I feel like this kind of interstate lawfare is exactly what the interstate commerce provisions in the US constitution were meant to prevent.

This is the important point - a world in which every jurisdiction tries to regulate activity outside its territory - particularly if that regulation is driven by idiosyncratic local politics rather than being an attempt to enforce widely-shared norms - is very bad from the point of view of making it legal for normal people to do business normally.

Trump derangement syndrome is an escalation, but the blue tribe thought the Obama-Kenya conspiracy theories were a huge escalation and didn’t really distinguish between the randos who said it and the GOP higher ups who explicitly disavowed it. If Rubio had won the 2016 election we may well have been seeing the same level of derangement, admittedly with less ammo.

The "randos who said it" included Donald Trump - who became a GOP higher up when he was nominated for President. Both Trump's popularity with the anti-establishment right and his extreme unpopularity with the pro-establishment left (and large parts of the pro-establishment right) start here. When Obama published his birth certificate, Trump claimed the credit for making him do it. Per Wikipedia, Trump didn't publicly acknowledge that was a US citizen until September 2016 - i.e. after fighting the Republican primary as an ambiguously-repentant birther.
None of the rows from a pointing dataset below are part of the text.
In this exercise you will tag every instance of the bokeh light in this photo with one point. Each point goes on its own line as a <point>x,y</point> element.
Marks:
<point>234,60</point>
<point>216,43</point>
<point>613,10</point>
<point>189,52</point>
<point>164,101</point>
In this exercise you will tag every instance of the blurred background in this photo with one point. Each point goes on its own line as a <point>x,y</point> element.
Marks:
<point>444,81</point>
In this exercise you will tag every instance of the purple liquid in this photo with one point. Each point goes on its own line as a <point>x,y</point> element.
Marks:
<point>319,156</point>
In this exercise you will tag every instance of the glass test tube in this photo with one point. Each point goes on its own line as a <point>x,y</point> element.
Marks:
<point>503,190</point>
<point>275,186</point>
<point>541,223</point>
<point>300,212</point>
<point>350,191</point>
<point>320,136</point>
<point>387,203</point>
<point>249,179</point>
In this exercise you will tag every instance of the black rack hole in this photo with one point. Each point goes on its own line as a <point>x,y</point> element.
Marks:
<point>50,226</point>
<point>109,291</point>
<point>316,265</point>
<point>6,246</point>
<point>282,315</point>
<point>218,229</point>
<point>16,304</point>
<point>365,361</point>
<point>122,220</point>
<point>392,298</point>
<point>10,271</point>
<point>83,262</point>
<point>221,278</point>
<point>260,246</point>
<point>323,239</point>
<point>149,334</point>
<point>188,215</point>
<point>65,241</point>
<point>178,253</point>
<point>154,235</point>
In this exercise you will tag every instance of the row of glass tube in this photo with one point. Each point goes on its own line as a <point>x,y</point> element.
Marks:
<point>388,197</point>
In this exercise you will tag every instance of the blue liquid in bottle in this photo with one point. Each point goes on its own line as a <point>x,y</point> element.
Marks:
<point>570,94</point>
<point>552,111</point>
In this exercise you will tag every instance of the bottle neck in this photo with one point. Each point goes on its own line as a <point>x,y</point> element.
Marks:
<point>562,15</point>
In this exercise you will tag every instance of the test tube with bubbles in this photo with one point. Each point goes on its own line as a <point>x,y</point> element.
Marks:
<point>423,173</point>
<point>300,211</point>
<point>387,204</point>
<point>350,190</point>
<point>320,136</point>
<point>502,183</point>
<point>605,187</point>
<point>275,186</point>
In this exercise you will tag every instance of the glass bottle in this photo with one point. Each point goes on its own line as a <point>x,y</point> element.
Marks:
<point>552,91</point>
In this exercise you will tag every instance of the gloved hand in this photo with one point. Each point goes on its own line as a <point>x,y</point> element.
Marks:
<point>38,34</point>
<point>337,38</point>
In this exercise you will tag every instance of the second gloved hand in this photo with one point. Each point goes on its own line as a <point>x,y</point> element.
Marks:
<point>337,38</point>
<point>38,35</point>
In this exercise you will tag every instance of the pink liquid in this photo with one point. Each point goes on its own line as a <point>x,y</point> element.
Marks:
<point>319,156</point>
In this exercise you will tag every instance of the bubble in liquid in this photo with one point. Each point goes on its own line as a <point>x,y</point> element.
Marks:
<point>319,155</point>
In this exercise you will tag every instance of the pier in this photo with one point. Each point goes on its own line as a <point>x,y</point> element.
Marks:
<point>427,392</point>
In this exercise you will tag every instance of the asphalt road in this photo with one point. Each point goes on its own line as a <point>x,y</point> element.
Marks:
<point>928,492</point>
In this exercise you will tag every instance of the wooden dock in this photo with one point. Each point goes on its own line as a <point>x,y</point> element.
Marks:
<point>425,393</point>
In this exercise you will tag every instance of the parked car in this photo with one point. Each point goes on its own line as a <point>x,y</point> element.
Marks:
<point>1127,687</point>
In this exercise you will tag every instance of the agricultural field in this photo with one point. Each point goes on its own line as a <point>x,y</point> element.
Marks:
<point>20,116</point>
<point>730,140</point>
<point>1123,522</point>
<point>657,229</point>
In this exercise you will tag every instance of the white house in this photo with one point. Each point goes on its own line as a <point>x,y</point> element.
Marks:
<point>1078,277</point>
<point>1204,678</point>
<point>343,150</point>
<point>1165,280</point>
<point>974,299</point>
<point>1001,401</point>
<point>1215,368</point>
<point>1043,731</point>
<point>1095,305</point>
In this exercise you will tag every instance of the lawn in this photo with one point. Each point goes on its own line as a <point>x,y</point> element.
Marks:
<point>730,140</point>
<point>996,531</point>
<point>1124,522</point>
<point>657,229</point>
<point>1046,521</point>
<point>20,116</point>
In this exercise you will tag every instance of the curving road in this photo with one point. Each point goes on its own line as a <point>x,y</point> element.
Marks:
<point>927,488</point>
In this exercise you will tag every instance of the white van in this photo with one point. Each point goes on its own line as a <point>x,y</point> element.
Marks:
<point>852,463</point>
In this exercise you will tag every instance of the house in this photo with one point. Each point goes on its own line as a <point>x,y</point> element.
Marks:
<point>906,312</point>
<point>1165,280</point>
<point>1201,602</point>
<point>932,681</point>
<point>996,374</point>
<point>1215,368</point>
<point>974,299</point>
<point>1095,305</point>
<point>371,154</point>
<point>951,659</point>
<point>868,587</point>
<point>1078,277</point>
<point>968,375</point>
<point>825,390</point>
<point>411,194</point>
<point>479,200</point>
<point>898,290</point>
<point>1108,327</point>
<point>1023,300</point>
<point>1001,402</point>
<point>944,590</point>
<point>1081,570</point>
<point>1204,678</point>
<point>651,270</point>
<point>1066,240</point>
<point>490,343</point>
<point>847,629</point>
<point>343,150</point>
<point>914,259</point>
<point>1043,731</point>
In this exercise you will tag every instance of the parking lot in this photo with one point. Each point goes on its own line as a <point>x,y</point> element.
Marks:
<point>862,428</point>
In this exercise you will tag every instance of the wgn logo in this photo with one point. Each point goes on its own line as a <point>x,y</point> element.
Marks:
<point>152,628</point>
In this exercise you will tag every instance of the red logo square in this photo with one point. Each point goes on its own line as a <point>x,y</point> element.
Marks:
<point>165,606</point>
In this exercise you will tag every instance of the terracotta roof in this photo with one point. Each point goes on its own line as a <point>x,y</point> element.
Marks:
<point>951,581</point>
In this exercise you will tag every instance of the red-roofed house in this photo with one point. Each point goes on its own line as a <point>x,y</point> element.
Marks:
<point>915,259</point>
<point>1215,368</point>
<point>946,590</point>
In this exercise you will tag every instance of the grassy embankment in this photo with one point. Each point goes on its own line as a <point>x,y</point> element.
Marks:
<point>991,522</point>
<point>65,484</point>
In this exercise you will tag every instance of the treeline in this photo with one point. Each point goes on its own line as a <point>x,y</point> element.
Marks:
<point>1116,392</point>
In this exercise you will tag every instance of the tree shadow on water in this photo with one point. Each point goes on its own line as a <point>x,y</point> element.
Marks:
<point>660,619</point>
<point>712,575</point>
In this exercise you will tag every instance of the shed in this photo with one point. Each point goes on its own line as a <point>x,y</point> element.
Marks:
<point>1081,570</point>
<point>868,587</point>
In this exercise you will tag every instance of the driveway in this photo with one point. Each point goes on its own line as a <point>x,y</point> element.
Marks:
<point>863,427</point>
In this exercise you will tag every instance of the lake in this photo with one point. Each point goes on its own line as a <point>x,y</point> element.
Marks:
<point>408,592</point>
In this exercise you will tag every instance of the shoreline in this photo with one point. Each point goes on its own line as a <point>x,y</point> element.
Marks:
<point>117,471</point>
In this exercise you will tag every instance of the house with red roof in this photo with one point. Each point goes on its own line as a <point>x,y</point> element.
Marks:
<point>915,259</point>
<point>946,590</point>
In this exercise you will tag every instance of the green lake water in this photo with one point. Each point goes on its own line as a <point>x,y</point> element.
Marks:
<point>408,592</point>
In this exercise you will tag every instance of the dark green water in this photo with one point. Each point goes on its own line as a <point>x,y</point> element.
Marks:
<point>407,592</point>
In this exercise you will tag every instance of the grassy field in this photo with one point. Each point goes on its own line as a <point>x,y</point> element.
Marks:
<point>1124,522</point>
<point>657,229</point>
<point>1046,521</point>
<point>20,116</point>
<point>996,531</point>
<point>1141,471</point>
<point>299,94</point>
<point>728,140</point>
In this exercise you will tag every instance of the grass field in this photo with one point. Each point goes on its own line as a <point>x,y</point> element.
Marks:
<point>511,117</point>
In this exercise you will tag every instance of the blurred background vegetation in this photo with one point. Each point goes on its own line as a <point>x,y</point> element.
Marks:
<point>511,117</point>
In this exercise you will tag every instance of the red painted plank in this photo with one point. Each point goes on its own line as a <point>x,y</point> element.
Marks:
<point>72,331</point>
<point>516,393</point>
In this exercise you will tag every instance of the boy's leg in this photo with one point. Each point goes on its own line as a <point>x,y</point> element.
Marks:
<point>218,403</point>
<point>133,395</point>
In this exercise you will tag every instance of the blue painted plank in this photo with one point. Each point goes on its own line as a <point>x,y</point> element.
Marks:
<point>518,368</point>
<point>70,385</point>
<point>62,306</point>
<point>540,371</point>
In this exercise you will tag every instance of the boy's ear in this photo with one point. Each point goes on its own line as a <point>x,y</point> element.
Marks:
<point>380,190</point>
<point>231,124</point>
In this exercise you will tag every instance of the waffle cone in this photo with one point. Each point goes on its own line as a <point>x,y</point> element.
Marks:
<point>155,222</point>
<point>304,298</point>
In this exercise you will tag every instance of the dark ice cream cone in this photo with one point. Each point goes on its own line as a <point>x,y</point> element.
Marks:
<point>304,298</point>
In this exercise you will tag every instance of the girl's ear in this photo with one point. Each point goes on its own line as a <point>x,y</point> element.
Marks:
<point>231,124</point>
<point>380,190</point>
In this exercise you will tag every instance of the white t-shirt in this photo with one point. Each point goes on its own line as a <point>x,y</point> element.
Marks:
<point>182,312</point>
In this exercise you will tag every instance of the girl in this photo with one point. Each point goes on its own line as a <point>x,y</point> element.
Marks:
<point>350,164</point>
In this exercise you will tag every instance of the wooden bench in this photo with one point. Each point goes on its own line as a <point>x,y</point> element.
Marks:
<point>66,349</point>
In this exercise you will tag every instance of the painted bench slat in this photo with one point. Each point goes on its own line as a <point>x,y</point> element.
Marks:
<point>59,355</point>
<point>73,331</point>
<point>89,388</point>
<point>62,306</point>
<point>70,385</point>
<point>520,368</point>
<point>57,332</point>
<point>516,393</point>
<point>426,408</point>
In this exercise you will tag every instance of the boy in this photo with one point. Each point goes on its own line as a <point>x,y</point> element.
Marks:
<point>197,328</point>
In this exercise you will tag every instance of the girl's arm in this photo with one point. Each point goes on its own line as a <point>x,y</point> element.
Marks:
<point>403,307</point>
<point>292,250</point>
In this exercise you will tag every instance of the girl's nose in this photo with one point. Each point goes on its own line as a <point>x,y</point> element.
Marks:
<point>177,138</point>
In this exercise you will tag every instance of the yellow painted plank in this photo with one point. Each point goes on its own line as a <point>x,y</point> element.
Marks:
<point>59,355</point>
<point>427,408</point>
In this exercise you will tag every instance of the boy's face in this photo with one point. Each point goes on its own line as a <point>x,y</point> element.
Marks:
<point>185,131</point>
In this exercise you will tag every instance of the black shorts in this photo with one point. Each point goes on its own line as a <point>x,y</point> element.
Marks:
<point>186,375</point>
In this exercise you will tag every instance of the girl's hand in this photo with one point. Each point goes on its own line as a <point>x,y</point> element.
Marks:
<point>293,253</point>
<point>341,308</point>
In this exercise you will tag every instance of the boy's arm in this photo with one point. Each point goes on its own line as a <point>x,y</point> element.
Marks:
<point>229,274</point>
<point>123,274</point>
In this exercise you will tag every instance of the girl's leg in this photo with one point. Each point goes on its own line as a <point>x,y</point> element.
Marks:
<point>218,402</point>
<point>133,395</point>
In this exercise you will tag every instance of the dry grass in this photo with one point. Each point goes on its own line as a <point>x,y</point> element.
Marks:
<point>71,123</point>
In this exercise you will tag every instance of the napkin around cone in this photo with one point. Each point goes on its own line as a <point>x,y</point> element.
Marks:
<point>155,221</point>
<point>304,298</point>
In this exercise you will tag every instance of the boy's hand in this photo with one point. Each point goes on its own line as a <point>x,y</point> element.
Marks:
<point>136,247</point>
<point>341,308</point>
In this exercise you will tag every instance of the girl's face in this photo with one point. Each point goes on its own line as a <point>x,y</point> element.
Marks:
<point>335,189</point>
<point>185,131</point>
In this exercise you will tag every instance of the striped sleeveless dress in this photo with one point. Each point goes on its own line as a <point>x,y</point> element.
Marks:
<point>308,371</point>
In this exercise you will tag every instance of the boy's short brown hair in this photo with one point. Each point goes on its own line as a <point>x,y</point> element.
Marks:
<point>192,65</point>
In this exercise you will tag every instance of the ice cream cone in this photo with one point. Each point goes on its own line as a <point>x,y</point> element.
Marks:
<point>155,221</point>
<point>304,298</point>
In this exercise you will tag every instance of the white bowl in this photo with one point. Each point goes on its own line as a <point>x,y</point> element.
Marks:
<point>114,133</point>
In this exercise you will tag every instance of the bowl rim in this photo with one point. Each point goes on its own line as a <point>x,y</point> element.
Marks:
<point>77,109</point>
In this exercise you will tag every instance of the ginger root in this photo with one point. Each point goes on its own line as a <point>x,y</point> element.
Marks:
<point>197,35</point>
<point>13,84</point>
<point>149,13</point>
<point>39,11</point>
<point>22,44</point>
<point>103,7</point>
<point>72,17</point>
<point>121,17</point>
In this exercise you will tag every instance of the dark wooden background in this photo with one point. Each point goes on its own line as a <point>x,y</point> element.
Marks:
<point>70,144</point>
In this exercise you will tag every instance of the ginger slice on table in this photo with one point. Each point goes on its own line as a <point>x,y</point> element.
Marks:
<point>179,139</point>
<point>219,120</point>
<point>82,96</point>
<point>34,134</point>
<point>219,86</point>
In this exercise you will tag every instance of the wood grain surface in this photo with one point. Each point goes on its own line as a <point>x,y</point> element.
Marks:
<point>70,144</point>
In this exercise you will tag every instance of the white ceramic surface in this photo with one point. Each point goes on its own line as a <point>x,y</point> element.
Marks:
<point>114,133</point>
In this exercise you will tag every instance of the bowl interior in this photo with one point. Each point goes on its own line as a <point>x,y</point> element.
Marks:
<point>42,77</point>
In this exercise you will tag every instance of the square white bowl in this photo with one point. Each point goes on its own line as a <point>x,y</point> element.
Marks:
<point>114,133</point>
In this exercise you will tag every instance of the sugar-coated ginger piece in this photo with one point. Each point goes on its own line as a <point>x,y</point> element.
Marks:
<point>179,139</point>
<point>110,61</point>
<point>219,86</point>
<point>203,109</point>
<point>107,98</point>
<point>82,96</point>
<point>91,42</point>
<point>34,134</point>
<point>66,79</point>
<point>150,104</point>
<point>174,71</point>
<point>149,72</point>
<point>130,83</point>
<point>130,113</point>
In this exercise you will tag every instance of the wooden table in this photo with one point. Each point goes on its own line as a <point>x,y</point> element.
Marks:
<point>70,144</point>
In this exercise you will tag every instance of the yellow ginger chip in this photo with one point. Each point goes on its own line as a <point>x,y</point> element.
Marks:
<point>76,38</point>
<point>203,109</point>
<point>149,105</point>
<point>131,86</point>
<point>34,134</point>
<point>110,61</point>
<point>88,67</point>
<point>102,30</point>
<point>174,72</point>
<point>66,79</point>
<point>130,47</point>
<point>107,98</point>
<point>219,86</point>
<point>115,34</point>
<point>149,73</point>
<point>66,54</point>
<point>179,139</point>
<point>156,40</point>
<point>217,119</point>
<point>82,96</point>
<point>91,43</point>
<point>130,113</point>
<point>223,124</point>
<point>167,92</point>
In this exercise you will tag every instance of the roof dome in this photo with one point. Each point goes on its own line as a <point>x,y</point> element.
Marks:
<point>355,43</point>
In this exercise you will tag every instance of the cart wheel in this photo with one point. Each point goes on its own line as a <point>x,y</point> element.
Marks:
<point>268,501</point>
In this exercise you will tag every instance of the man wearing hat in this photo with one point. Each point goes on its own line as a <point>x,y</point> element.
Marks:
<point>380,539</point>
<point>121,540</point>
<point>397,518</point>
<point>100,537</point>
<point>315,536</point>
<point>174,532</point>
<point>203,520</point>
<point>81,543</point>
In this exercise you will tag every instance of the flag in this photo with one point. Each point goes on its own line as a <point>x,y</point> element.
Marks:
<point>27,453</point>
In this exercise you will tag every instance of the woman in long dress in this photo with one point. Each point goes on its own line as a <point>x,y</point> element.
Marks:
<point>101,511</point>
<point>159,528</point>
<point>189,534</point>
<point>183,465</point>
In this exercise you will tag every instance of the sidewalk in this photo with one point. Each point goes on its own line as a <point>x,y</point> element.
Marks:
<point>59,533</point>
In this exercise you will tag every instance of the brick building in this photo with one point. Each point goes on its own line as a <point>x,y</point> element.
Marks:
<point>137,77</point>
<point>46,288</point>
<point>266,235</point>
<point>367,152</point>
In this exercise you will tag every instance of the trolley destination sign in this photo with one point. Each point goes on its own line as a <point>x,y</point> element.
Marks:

Falsely claiming that a major party candidate is ineligible is an attack on American democracy. The GOP primary electorate nominated Trump despite (definitely) or because of (probably) his willingness to do it anyway. Trump's base within the GOP is people who think that Democrats always cheat, that they get away with it because the GOP establishment are cucks, and that Republicans should cheat back harder. This is more obvious post-Jan 6 than it was then, but Trump's opponents brought receipts in 2016.

Fundamentally, the scary thing about Trump is that he behaves as if American elections are kayfabe on top of an underlying system of raw power politics, and his supporters love him for it. If American elections really are kayfabe, this makes him someone who breaks kayfabe and gets away with it, which any wrestling promoter knows can destroy the franchise. If you think that American elections are not in fact kayfabe, then he is the worst threat to American democracy since elections really were rigged in 1960's Illinois. In either case, he needs to be stopped.